Published online by Cambridge University Press: 28 March 2008
INTRODUCTION
The character of the Yüan dynasty, through which the Mongol conquerors from Khubilai Khan onward ruled China, has been interpreted in many ways and at present is still much at issue among scholars. Nonetheless, one fact about it is unambiguous. Its ability to govern –to maintain order in society, to administer provincial and local government, and to collect taxes – was eroding well before the middle of the fourteenth century. Chu Yüan-chang (1328–1398), the founder of the Ming dynasty, was born into a family of desperately poor tenant farmers in the Huai River plain of modern Anhwei province on 21 October 1328. He never experienced the normal conditions of China's stable agrarian society until, as emperor forty years later, it fell to him to rule over the empire and to guide its rehabilitation.

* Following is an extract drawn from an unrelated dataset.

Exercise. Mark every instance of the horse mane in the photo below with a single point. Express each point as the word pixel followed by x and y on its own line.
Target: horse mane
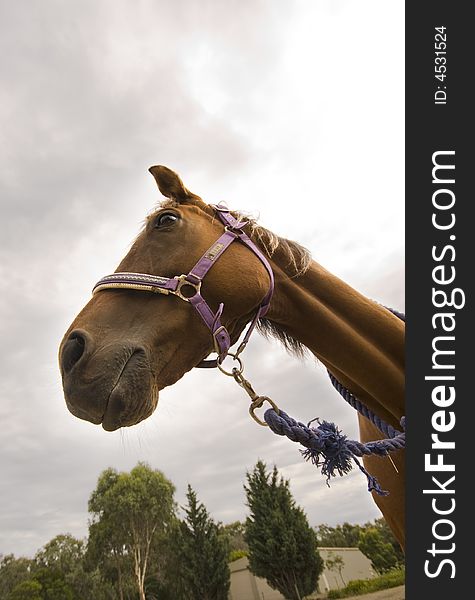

The Ming dynasty was spawned during a half-century of intensifying chaos, an age of breakdown in which throughout most of the country the conduct of daily life increasingly depended on direct recourse to violence. It provides a classic example of the gradual militarization of Chinese society and, because of that, of the struggle among potent rivals to succeed the Mongol regime by imposing, through military force, a successor regime that could claim the Mandate of Heaven. Despite the traditional Chinese penchant for subsuming this into the stylized pattern of breakdown and regeneration provided by their dynastic cycle theory, the way the Yüan dynasty disintegrated and the Ming dynasty emerged is by no means typical of the dynastic changes that punctuate imperial Chinese history.